The earlier PRIME trial had evaluated the safety and tolerability of multiple doses of aducanumab, as well as its effects on the amount of amyloid beta, in people with early Alzheimer’s. The results also demonstrated a significant reduction in brain amyloid plaques and showed evidence that aducanumab slows the progression of cognitive and functional impairments.
“Reducing clinical decline and maintaining the ability to live an independent life for as long as possible are things that people living with Alzheimer’s disease and their families value in a potential treatment,” said Haruo Naito, CEO at Eisai.

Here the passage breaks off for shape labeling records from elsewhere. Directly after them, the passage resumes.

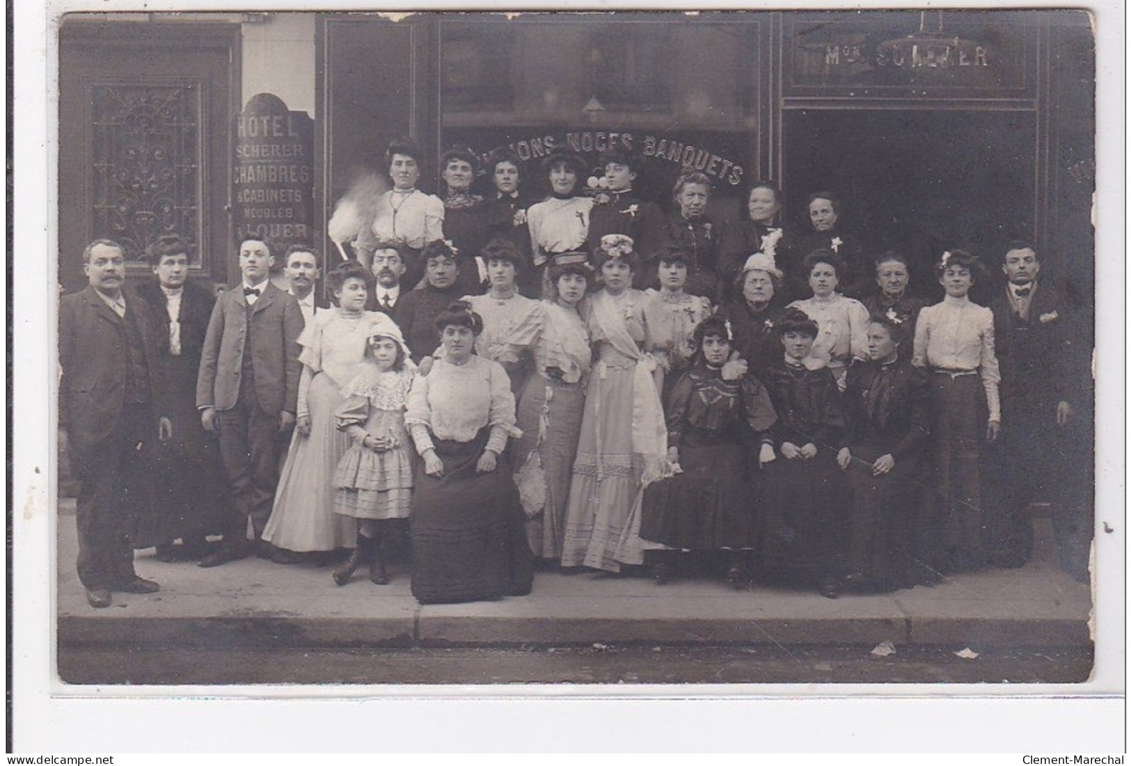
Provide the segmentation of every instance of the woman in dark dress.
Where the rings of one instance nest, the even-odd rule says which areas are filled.
[[[456,282],[464,295],[483,291],[486,268],[478,258],[487,243],[486,208],[483,195],[472,192],[478,160],[467,147],[450,147],[440,158],[443,181],[443,238],[456,249],[459,277]]]
[[[818,191],[805,200],[811,230],[791,240],[786,259],[783,261],[791,295],[795,299],[808,298],[809,273],[802,261],[814,250],[831,250],[845,262],[840,278],[840,291],[849,298],[860,298],[872,284],[871,263],[857,237],[848,234],[840,225],[840,200],[829,191]]]
[[[459,263],[455,251],[446,242],[430,242],[422,259],[424,287],[403,296],[392,314],[397,327],[405,333],[415,364],[439,348],[435,317],[463,295],[457,281]]]
[[[912,365],[907,320],[873,317],[866,334],[867,359],[848,367],[848,434],[837,454],[853,496],[845,586],[886,592],[915,584],[912,520],[923,481],[931,383],[926,371]]]
[[[879,290],[864,299],[864,307],[871,316],[887,316],[899,320],[907,328],[907,334],[915,331],[915,321],[926,305],[923,298],[909,295],[910,269],[907,256],[895,250],[881,253],[875,259],[875,284]]]
[[[667,459],[679,468],[645,489],[640,537],[674,549],[723,550],[727,580],[742,587],[754,542],[746,455],[774,459],[769,432],[777,418],[746,363],[731,359],[729,325],[714,314],[696,328],[691,367],[667,394]],[[648,551],[657,583],[667,581],[677,552]]]
[[[493,191],[483,200],[486,225],[484,241],[491,242],[501,237],[518,249],[523,254],[518,290],[528,298],[539,298],[542,285],[535,284],[537,275],[530,258],[530,228],[526,225],[528,200],[520,191],[521,164],[518,155],[506,148],[495,149],[487,157],[486,172]]]
[[[688,253],[689,295],[702,295],[718,303],[719,227],[707,214],[710,179],[703,173],[685,172],[675,181],[672,197],[676,209],[664,221],[661,246],[674,245]]]
[[[188,243],[176,235],[158,238],[147,254],[155,279],[138,286],[149,310],[173,430],[167,441],[155,442],[154,508],[138,520],[136,541],[156,545],[162,562],[202,558],[205,538],[219,531],[228,502],[219,444],[200,426],[196,401],[200,350],[216,298],[189,281],[188,252]],[[182,547],[174,546],[178,538]]]
[[[776,258],[778,251],[785,252],[788,245],[784,242],[785,229],[782,227],[782,192],[777,186],[758,181],[750,188],[746,197],[746,216],[734,221],[727,221],[723,227],[719,241],[718,277],[724,286],[724,299],[737,297],[733,294],[734,281],[742,272],[742,267],[753,253],[763,253]]]
[[[409,529],[412,592],[421,603],[525,595],[534,580],[526,517],[511,479],[510,378],[475,356],[483,320],[464,302],[435,319],[446,355],[408,394],[405,426],[421,456]]]
[[[845,532],[845,481],[837,465],[845,416],[836,378],[810,355],[817,323],[787,310],[777,323],[785,357],[763,373],[780,459],[766,467],[759,566],[776,581],[818,584],[837,598]]]
[[[782,338],[776,327],[782,315],[780,289],[782,270],[774,258],[754,253],[737,277],[739,296],[719,310],[734,330],[734,350],[756,375],[782,358]]]
[[[588,247],[601,249],[606,234],[624,234],[632,238],[632,249],[640,256],[640,269],[632,287],[642,290],[656,276],[656,255],[661,247],[664,214],[632,190],[641,168],[641,157],[624,149],[610,149],[601,155],[601,193],[589,214]]]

“If aducanumab is approved, we expect that it will make a difference in the lives of people living with Alzheimer’s disease. We believe that this historic milestone is one step towards creating a paradigm shift in treatment for Alzheimer’s disease, a public health issue for aging societies,” he added.
“Today, I am heartened by what this progress may mean for people living with Alzheimer’s disease and their families,” said Christopher van Dyck, MD, director of the Yale Alzheimer’s Disease Research Center. “If aducanumab is determined to be effective in reducing the decline in cognition and activities of daily living resulting from progression of this disease by addressing the underlying disease pathology, it will deliver meaningful benefits to those who most need them.”
Biogen and Eisai also are in discussions with regulatory agencies in Europe and Japan to file applications for the approval of aducanumab in those countries.